IBM DataPower Operations Dashboard v1.0.8.5

Note: A more recent version of DPOD is available. See DPOD Documentation for the latest documentation.

Agents

The Agents screen is accessible by logging into the Web Console and navigating to [Manage→Internal HealthAgents].

DPOD agents are responsible for collecting data (either actively or passively) from monitored devices and storing it in the Big Data Store. This screen allows you to verify that the agents are up and running.

The screen shows two sections:

  1. Agent Status - Showing the state of all the agents
  2. Agent Processing Status- Showing streaming and memory consumption data

Agent Status

The Agent Status section of the screen is a set of 3 widgets, each displaying data related to a different set of DPOD Agents: Syslog, WS-M and Resources. The agents are monitored internally by a KeepAlive service. For a list of all system services, and an explanation on KeepAlive processing, see section on System Services Management.

Each collector agent is displayed in a colored box (see below). Click an agent's name to open its details in the Agent's Detail view.



The table below describes the details presented for each agent:

DetailDescriptionDesired State
General Health Status

The general health status of the agent is relayed by the color of the box wrapping its details.

  • Green – The agent is running and is ready to receive and store syslog messages (Keepalive checks were successful)
  • Yellow – Syslog records or Keepalive checks did not arrived in the last 3 minutes OR number of dropped records is greater than 0.
  • Red – Syslog records or Keepalive checks did not arrived in the last 10 minutes or more.
  • Grey - Device/Service Resources agents only.
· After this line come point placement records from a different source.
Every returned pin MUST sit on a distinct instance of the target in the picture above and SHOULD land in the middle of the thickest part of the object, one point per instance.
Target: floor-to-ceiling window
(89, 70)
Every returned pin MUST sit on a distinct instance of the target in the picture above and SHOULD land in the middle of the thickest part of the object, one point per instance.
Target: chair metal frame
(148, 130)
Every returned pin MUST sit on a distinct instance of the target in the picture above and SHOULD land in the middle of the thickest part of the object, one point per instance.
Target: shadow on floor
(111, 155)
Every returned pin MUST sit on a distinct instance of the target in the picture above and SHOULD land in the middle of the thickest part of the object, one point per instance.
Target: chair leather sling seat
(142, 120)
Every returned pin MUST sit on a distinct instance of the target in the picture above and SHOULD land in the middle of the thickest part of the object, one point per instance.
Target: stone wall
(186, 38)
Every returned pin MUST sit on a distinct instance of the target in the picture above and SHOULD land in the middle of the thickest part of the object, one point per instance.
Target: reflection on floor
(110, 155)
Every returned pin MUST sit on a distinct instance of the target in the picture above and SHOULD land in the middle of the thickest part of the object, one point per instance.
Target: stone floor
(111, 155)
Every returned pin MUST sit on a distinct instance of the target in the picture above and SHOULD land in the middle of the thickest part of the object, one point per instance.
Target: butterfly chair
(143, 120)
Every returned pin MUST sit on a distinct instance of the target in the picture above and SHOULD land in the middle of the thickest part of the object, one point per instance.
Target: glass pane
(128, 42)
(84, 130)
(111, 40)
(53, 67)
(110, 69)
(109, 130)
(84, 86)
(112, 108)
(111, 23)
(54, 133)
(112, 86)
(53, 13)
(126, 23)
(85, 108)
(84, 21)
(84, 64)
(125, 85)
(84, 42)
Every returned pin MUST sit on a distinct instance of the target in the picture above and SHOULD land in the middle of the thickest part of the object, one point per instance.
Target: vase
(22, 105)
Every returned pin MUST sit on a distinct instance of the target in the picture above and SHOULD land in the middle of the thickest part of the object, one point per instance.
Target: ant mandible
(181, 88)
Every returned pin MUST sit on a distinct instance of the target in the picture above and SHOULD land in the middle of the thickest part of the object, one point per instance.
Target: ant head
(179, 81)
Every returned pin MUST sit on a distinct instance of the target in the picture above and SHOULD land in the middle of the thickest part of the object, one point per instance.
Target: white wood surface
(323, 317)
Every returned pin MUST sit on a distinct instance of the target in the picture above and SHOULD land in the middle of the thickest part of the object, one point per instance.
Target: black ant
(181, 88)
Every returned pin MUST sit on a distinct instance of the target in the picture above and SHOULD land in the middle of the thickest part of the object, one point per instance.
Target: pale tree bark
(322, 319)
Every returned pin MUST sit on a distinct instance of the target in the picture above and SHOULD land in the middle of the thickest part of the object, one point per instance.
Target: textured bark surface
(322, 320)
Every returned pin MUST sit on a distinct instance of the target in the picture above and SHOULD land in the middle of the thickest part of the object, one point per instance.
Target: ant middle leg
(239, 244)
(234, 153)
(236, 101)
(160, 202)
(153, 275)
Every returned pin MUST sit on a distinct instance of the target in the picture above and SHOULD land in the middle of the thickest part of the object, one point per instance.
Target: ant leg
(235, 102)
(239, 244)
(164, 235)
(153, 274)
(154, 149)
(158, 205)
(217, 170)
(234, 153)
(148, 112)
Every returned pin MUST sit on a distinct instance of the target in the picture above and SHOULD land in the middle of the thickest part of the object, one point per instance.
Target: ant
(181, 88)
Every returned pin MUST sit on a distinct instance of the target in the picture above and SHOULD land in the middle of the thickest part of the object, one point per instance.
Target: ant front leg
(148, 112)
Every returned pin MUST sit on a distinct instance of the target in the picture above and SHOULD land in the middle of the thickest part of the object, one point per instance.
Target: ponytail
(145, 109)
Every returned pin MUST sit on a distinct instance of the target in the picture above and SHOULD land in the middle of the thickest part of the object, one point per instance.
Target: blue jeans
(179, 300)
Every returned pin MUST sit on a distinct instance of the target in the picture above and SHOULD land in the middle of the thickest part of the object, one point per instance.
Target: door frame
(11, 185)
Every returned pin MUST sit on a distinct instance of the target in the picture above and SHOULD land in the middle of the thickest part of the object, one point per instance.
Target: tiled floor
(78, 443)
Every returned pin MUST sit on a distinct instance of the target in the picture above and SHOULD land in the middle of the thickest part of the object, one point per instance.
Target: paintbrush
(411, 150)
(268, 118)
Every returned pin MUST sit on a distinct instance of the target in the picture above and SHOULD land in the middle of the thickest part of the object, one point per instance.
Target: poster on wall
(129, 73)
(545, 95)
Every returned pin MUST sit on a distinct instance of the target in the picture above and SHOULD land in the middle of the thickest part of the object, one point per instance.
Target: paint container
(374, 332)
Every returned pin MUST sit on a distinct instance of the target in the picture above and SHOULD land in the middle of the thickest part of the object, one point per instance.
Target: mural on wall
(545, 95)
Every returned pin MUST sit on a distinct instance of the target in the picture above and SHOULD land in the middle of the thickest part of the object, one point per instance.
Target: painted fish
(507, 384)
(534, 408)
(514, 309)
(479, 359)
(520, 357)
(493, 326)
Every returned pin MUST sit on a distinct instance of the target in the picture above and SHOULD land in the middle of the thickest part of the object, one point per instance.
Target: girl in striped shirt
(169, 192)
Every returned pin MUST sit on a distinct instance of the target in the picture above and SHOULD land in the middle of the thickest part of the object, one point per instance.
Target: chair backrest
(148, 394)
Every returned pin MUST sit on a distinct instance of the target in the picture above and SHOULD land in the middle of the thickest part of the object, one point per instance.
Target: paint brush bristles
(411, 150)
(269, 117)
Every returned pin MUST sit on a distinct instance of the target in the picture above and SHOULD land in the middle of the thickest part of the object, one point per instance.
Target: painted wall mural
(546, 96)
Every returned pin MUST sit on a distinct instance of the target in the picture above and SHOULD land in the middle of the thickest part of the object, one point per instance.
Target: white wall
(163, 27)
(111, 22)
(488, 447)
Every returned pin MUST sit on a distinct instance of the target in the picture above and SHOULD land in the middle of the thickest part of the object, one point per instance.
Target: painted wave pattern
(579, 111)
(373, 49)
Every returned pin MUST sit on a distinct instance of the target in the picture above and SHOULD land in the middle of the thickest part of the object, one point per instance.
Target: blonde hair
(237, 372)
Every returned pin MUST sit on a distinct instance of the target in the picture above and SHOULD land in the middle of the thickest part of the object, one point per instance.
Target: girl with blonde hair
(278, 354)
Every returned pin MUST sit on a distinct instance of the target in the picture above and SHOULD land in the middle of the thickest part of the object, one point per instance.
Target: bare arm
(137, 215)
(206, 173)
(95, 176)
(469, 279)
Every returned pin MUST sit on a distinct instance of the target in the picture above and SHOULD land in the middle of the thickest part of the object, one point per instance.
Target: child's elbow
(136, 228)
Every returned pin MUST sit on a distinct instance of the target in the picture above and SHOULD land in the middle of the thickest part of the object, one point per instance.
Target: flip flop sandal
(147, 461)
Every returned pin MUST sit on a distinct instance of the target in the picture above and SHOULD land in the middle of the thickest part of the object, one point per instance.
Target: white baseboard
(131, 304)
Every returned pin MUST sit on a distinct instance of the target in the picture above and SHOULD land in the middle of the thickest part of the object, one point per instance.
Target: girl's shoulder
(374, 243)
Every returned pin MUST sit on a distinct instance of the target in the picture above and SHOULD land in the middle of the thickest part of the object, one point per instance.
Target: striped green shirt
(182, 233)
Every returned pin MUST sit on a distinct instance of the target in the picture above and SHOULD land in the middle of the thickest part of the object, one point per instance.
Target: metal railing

No monitored devices were added yet, or device/service resource monitoring wasn't requested for any device (this status does not indicate any problem)

Possible agent issues :

  • Monitored device system time that is not synced with DPOD's system time could send Syslog record with "future" time that will cause the agent's health status to be Yellow or Red.
  • The agent service is down - Syslog records and Keepalive records will be processed causing the agent's status to change to Yellow or Red.
  • The Keepalive service is down - Syslog agent did not receive any records from monitored device, this will cause the agent's status to change to Yellow or Red.
Green - the agent is healthy.



Date / TimeThe timestamp of the last successful record processed by the agent (Syslog record or Keepalive check). A delay of over a minute may suggest a performance problem.
Note: It is important to verify that system time is time synced correctly when reading these values.
< 3 minutes
Msg. Rate

This is the total number of messages of all types (syslog, WS-M, and keepalive messages) processed by this agent in the last 10 minutes.

Verify:

  • That the number is greater than 1. If it isn’t, either agents are down or the network is down.
  • For Syslog agents: the number should reflect the expected throughput of raw logs records received from all monitored devices in the last 10 minutes.
  • For WS-M agents: If WS-M recording is enabled, the number should reflect the message throughput for the recording service/domain in 10 minutes.
  • If this value is more than 500,000 consider redistributing traffic to other agents, in order to optimize performance

You may redirect syslog traffic from one agent to another by assigning it to a domain a specific agent. For more details see Adding Monitored Devices.

1 < value < 500,000

(if there are any monitored devices)

Dropped Msgs
(For Syslog and WS-M agents)
This is the total number of syslog or WS-M messages that were sent from the monitored devices but were not processed by the DPOD agent in the last 10 minutes.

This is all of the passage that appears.